Image courtesy of The Telegraph
We all react differently to alcohol, but alcohol treats us all the same. All hangovers are actually caused by the same thing. An excess of alcohol consumption.
Some Alcoholic beverages do, however, cause worse hangovers than others. From bubbly to flat, dark to light, and higher to lower alcohol percentage, the way they are made effects you as well.

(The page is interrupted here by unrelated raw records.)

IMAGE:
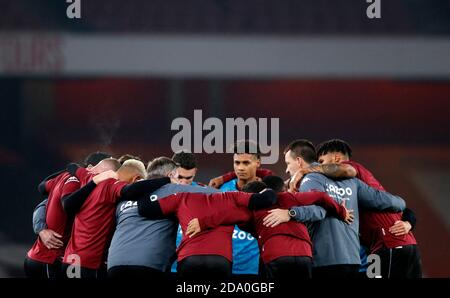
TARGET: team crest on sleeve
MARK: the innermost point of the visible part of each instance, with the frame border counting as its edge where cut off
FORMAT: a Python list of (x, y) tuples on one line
[(306, 179), (72, 179)]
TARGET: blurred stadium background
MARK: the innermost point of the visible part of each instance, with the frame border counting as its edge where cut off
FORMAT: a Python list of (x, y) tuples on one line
[(116, 79)]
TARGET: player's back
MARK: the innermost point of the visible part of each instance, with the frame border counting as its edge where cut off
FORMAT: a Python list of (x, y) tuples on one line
[(374, 226), (56, 220), (94, 224)]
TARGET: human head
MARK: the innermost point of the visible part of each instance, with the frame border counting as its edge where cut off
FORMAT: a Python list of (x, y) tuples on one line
[(254, 187), (94, 158), (334, 151), (299, 154), (126, 157), (106, 165), (274, 182), (246, 160), (131, 171), (162, 167), (188, 167)]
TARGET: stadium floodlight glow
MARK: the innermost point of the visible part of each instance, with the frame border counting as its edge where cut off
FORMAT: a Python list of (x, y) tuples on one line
[(214, 141)]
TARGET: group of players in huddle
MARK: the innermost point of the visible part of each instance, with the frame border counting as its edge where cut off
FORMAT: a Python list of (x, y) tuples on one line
[(116, 218)]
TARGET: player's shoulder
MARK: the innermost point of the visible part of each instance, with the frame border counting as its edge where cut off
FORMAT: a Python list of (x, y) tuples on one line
[(314, 176), (229, 185)]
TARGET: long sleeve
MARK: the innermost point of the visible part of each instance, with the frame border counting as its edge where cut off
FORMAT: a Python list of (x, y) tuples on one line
[(73, 202), (42, 187), (310, 213), (226, 217), (261, 173), (321, 199), (253, 201), (39, 214), (138, 189), (409, 216), (149, 206), (370, 198)]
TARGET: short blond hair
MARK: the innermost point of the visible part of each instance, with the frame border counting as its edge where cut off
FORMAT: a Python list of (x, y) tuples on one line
[(137, 166)]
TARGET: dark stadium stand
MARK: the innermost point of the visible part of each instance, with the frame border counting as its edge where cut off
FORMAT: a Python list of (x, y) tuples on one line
[(400, 17)]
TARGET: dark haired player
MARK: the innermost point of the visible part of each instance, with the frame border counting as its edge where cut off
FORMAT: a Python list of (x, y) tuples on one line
[(384, 233), (93, 207), (209, 255), (335, 246), (44, 258), (286, 250)]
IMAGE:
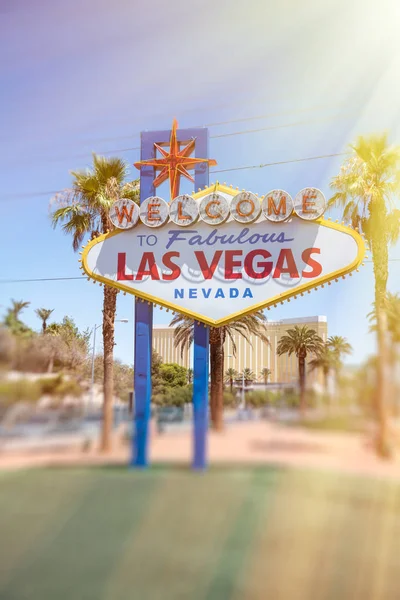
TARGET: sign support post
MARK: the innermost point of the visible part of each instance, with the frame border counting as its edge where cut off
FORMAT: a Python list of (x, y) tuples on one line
[(144, 321), (143, 336), (201, 337)]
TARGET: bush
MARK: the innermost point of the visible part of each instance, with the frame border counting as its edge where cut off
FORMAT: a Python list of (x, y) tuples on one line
[(258, 399), (59, 387), (177, 396), (230, 400), (19, 391)]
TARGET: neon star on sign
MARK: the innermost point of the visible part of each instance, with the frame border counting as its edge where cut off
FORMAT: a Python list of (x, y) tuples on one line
[(174, 163)]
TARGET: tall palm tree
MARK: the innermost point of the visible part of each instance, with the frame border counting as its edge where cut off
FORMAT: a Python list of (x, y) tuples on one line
[(340, 348), (300, 341), (265, 374), (247, 376), (17, 306), (44, 314), (325, 361), (365, 188), (84, 211), (230, 376), (392, 308), (246, 326)]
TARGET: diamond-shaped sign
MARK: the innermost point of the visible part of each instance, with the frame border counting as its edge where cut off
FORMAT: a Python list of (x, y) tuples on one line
[(218, 273)]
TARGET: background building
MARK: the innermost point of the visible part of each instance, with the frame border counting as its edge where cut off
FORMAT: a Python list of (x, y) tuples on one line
[(254, 355)]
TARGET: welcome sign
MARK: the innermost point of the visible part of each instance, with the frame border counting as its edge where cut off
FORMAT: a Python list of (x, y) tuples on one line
[(219, 254)]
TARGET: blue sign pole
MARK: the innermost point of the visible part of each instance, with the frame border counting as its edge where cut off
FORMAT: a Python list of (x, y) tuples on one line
[(201, 343), (143, 336), (144, 321)]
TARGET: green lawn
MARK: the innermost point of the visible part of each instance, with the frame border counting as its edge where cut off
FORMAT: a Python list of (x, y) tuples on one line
[(168, 534)]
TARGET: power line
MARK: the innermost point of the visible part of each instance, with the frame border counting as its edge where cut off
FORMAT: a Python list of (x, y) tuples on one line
[(260, 166), (40, 279), (84, 278), (245, 131), (230, 121), (281, 162)]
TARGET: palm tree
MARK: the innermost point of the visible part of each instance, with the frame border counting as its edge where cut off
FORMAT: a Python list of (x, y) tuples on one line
[(84, 210), (300, 341), (324, 361), (230, 376), (17, 307), (392, 307), (246, 326), (364, 189), (265, 374), (247, 376), (44, 314), (340, 348)]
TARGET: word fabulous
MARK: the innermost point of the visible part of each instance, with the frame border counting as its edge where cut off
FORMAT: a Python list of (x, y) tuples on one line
[(215, 208)]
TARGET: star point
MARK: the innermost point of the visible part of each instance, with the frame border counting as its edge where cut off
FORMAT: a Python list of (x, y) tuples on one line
[(175, 163)]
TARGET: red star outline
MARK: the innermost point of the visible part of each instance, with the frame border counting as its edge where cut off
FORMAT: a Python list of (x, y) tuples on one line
[(174, 163)]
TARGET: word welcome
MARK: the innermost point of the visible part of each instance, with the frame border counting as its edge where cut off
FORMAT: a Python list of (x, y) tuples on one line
[(215, 208)]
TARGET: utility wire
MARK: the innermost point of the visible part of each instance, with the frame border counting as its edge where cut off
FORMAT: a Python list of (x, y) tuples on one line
[(84, 277), (260, 166), (246, 131), (229, 122)]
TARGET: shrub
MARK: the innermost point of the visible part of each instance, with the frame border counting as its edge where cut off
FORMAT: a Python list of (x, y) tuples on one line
[(258, 398), (230, 399), (177, 396), (19, 391), (59, 387)]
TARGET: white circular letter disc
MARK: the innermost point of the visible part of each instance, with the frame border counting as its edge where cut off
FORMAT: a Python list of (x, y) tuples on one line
[(124, 213), (245, 207), (309, 204), (277, 206), (214, 209), (154, 211), (184, 210)]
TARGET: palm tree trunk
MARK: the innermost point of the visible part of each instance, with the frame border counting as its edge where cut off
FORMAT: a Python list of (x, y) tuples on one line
[(50, 366), (219, 386), (109, 309), (302, 384), (380, 262), (326, 389), (213, 382)]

The biggest bummer of it all? There is no cure for the "brown bottle flu" other than waiting it out. To help speed it up you can start by replacing electrolytes by drinking sports drinks and eating some salty foods.
Hangovers, or veisalgia, as scientists refer to it, are our body's way of telling us that we've overindulged on alcohol. Scientists aren't sure exactly why we get them, but they have a few ideas: "Addiction specialists have often noted that a hangover is technically a form of alcohol withdraw at its most benign," Laura Veach, a counselor and professor of surgery at Wake Forest University, told the New York Times. Usually, hangovers start when the alcohol in our bloodstream begins to decrease, and hit their peak when we've reached zero.
Additionally, alcohol makes us urinate more than usual, which flushes out our usual electrolytes and leaves us dehydrated (assuming you're not matching each drink with a glass of water). But what's worse is the buildup of a chemical called acetaldehyde in our blood, which is a byproduct of processing alcohol. Acetaldehyde is much stronger than alcohol, and is responsible for excess sweating, nausea, and vomiting, according to Smithsonian. Because the body is already parched, there's less water available to expel the extra acetaldehyde.